These are two of my favorite chef knives, but for very different reasons. While both ultra-modern in design, that’s one of the few similarities they share. They’re both fantastic chef’s knives for different reasons, and I’d happily recommend either one, depending on the task at hand.
Though both these knives get my highest recommendation, it’s in different contexts.
The Ken Onion knives are innovative designs, very different from any traditional kitchen knife. They are extremely ergonomic and perfectly suited to cutting, chopping and slicing. It’s high-carbon core and edge give it a wicked edge, but the layers of Damascus steel give it flexibility and stain-resistance. It’s an aesthetically stunning knife.
It’s an unusual design, however, so it may not be the best if the chef isn’t willing to get used to the design. They are also significantly more expensive for what’s ultimately a designer knife, so they may not be well suited to a busy professional kitchen where someone may grab your knife off the line and abuse it.
The Global line of knives, on the other hand, is a study in modern minimalism. By all appearances, forged from a single block of high-vanadium and -molybdenum steel, it’s hollow handle makes it extremely lightweight. It’s a more Japanese design, trading the heavy bolster and finger guard for an easy elegance. For a top quality knife, the Global knives are extremely reasonably priced.
On the other side of the coin, this knife’s steel may not give it the hardness or sharpness of high-carbon or high-carbon stainless steel. The molybdenum enhances its hardness, and the vanadium improves its grain (for sharpness), but it will need some very regular honing to keep up with better steels, and may never have as sharp an edge as high-carbon counterparts.
Both the Shun Ken Onion knife and the Global knife are designed in the Japanese tradition. They don’t have a heavy bolster or finger guard extending to the heel of the blade. This is where the similarities end, though. The Global G-2 has a typically tapered blade shape, with a gradually sloping belly up to the tip. The Shun Ken Onion knife has a more exaggerated roll in the belly as it approaches the tip, a design meant to make chopping an easier and safer task.
The Global knives have a more typical handle shape suited to a variety of different grips depending on personal preference. It’s small enough that it’s comfortable even for cooks with smaller hands, and its lightness makes it easy to use. The Ken Onion handle and bolster, however, is designed to work only with the pinch grip – the preferred method of holding a knife by most chefs – but isn’t well suited to other ways of holding the knife.

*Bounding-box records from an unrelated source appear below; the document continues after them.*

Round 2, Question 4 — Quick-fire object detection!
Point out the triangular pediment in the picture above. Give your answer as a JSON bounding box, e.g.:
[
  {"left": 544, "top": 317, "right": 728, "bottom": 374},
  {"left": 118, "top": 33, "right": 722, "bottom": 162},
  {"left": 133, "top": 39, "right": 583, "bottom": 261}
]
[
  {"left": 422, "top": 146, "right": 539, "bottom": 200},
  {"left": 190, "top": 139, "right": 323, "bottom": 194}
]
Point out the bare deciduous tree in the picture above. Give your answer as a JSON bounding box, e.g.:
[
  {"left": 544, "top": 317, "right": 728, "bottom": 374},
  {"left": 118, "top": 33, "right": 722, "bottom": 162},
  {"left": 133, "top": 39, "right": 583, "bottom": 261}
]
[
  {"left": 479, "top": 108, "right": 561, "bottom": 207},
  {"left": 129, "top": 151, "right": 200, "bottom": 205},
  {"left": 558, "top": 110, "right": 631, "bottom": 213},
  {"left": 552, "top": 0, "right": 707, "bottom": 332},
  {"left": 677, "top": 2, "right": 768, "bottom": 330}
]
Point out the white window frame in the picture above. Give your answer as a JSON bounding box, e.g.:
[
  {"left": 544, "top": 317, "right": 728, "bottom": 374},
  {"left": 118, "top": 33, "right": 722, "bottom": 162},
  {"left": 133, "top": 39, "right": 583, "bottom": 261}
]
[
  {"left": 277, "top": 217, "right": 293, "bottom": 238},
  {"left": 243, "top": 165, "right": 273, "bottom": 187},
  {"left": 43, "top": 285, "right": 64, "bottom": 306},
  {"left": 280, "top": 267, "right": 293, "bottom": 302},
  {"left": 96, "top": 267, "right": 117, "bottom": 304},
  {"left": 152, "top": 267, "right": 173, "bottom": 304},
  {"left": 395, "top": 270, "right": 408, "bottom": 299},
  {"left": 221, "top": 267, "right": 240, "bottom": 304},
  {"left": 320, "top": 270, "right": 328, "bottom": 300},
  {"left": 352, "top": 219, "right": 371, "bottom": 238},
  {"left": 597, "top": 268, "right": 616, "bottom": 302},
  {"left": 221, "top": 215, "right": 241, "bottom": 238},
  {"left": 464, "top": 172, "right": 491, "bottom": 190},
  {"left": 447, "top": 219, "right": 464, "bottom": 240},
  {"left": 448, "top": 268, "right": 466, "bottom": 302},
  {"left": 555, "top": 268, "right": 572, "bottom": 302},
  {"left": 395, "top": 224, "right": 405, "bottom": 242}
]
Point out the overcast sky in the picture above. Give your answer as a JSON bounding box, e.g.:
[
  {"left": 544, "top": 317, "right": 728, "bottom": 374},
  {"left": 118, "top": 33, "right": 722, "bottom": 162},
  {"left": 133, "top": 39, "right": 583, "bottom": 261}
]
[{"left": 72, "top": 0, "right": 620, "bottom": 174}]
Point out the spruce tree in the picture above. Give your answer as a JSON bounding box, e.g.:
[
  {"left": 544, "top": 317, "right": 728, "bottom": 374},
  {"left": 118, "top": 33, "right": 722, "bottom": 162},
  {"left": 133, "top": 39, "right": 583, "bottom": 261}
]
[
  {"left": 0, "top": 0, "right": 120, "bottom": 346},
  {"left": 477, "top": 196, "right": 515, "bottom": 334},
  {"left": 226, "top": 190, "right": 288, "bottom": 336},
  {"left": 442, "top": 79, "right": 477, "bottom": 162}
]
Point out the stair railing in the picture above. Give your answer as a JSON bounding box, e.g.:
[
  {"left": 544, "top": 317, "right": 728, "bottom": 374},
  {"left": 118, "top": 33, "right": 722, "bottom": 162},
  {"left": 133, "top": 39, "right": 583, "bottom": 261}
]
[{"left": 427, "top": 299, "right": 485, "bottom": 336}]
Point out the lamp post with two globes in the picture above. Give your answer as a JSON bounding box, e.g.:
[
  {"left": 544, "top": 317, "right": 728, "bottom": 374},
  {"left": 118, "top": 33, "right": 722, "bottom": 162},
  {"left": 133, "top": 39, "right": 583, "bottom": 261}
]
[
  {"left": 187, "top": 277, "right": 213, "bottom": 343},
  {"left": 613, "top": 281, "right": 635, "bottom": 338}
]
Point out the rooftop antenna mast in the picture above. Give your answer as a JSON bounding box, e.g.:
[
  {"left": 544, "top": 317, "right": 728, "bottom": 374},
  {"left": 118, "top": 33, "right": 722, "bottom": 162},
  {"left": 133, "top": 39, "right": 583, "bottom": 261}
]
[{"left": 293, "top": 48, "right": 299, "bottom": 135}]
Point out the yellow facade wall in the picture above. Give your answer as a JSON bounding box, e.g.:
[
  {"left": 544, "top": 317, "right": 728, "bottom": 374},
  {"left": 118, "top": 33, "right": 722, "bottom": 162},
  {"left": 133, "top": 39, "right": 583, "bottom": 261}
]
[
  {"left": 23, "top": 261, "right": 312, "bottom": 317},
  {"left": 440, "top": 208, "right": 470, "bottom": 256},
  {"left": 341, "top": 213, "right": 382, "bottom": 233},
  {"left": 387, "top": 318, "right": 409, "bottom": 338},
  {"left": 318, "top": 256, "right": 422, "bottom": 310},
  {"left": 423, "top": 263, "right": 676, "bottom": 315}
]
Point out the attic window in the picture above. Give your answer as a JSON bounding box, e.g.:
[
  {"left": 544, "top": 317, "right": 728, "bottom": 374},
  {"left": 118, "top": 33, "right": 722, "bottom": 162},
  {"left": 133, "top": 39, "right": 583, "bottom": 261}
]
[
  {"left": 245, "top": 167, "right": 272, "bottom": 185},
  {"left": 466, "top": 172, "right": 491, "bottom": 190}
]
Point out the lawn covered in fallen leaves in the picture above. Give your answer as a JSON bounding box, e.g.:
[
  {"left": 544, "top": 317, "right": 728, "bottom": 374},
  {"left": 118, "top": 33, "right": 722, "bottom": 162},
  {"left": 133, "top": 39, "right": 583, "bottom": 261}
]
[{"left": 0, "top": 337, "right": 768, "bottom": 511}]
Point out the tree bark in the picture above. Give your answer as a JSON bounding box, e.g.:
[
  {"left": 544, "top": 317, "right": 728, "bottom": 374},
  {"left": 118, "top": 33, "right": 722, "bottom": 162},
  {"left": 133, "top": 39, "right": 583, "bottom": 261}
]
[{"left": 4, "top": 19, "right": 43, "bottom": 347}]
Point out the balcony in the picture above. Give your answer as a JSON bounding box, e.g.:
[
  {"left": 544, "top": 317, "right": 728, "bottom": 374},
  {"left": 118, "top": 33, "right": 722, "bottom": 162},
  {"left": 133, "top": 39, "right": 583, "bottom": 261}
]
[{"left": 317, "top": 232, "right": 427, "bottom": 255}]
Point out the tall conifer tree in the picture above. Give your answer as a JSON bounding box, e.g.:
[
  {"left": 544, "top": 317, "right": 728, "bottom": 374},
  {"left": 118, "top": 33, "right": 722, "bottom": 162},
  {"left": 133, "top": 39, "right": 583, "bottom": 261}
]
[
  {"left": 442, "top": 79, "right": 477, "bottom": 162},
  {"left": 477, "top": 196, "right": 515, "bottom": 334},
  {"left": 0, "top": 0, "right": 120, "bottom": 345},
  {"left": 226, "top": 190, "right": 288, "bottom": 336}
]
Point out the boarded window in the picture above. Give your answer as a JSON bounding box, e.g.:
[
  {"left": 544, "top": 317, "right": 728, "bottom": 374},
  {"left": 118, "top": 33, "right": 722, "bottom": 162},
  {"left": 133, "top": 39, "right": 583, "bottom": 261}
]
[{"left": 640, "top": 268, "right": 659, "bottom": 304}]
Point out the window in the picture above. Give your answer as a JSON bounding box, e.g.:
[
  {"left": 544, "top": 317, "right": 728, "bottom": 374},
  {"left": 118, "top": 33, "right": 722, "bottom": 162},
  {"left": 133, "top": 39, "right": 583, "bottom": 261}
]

The Global knives also have a very robust handle, it being all one continuous piece of steel. The Ken Onion has a composite handle made up of a full tang extending from the core of the knife and a synthetic handle covering held in place by rivets. Chef Knife
The Shun Ken Onion knives are all composite blades made up of more than one kind of steel. A high-carbon steel core extends all the way down to the down to the edge, leading to excellent sharpness and edge retention. The core is then sandwiched between 16 layers of rippled Damascus steel, a softer stainless steel that protects the brittle core from breakage and stains. The textured surface also traps air, preventing food from sticking to the blade.
Global uses high-molybdenum and -vanadium stainless steel for its knives. The steel is hardened by the molybdenum and the sharpness improved by the vanadium, but it still doesn’t hold up quite as well against high-carbon or high-carbon stainless steel.
The Global is clearly the better buy. At less than half the price of the Shun Ken Onion, it’s excellent value for a premium chef’s knife. The Ken Onion knives demand a premium for their aesthetics and complex design, and are certainly worth the price, but they may not suit everyone’s budget.